What are the symptoms and possible consequences of RSV?
As the US Centers for Disease Control and Prevention notes, symptoms of RSV infection, which develops four to six days after infection, include runny nose; reduced appetite; cough; sneezing; fever Y wheezinga whooshing, screeching sound during breathing that occurs as air moves through the narrowed airways in the lungs, as noted by Medline Plus from the United States Library of Medicine.
These symptoms usually appear in phases and not all at once. “In very young infants, the only symptoms may be irritability, decreased activity, and shortness of breath,” the CDC notes.
However, this virus is also “capable of causing large epidemics of bronchiolitis (swelling and accumulation of mucus in the bronchioles, the smallest airways in the lungs) and pneumonia (lung infection), which affect all ages, especially young children around the worldboth in developing and developed countries”, continues the association of paediatricians.
Mar Lopez Suredaprimary care pediatrician, indicates on TikTok some of the warning signs of possible RSV infection: that the child breathes badly (if the abdomen sticks out a lot, the ribs are marked, the nose flutters, the lips turn bluish and they stop eating and sleeping) or have a fever (if it continues for several days, consult a medical professional).
Regarding the treatment, there is no specific one for this infection, although most cases clear up in one to two weeks.
When is there a greater possibility of contagion of RSV?

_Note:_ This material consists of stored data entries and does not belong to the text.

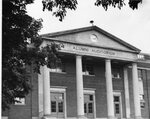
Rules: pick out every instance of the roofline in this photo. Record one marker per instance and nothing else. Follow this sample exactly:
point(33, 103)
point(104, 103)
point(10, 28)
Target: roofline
point(54, 34)
point(57, 40)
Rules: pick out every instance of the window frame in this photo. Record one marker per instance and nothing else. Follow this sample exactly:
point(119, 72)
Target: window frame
point(91, 91)
point(118, 93)
point(62, 90)
point(116, 71)
point(22, 101)
point(140, 81)
point(85, 70)
point(59, 69)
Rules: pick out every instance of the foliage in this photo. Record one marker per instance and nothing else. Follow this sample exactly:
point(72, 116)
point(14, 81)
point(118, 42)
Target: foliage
point(119, 3)
point(61, 6)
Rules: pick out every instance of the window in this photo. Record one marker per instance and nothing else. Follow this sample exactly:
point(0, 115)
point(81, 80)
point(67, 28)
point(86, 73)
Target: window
point(88, 69)
point(21, 101)
point(117, 104)
point(116, 73)
point(60, 68)
point(141, 89)
point(58, 102)
point(89, 103)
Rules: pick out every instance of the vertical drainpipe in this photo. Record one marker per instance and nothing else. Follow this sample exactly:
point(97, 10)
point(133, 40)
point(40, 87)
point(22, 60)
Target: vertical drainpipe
point(147, 93)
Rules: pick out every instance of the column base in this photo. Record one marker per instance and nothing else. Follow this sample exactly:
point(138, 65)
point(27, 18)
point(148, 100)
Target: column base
point(48, 117)
point(111, 117)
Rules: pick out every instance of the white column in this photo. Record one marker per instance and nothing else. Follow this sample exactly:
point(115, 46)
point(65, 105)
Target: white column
point(46, 92)
point(109, 89)
point(137, 108)
point(126, 89)
point(79, 84)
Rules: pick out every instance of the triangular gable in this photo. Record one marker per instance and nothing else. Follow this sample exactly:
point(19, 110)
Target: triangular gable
point(92, 36)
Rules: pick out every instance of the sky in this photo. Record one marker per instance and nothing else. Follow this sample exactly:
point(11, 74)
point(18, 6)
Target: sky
point(132, 26)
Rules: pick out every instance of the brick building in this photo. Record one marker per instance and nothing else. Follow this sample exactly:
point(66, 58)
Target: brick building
point(101, 77)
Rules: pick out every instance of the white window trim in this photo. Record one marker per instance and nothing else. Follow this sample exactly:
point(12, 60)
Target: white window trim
point(118, 93)
point(61, 89)
point(91, 91)
point(20, 103)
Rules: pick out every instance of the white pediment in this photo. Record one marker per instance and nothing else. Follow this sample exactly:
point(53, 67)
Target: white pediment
point(93, 36)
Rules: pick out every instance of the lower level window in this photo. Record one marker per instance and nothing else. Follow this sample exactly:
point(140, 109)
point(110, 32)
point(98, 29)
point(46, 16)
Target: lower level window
point(20, 101)
point(57, 104)
point(88, 105)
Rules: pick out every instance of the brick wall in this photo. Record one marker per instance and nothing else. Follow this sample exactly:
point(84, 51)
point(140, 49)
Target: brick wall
point(97, 82)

One of the characteristics of RSV epidemics is their marked seasonal rhythmsince they only appear in the winter months: “It produces an annual epidemic from November to March with a maximum peak in mid-December,” he points out in a twitter thread the emergency pediatrician david andina.
How to avoid coming into contact with and becoming infected with RSV?
Andina offers parents a series of tips to protect children under one year of age (especially under three months) as much as possible: avoid being around people with respiratory symptoms; carry out a proper hand and surface hygiene and, if the caregivers are the ones with colds, wear a mask; Finally, if possible prevent children from going to kindergarten during those days.
For its part, the CDC adds that, once infected, the best way to manage a fever is with recommended medications for this purpose in addition to over-the-counter pain relievers (yes, never aspirin), always asking a health professional beforehand. . They also advise providing them with plenty of fluids to prevent dehydration.
Characteristics of respiratory syncytial virus
RSV is part of the Paramyxovirus family, to which the measles and mumps viruses also belong. It is a relatively large type of RNA virus (150-300 nm), with a very fragile double-layer envelope, according to the AEP.
Together with the rest of the paromyxoviruses, the RSV penetrates the respiratory system and produces acute infections that mainly affect the child population.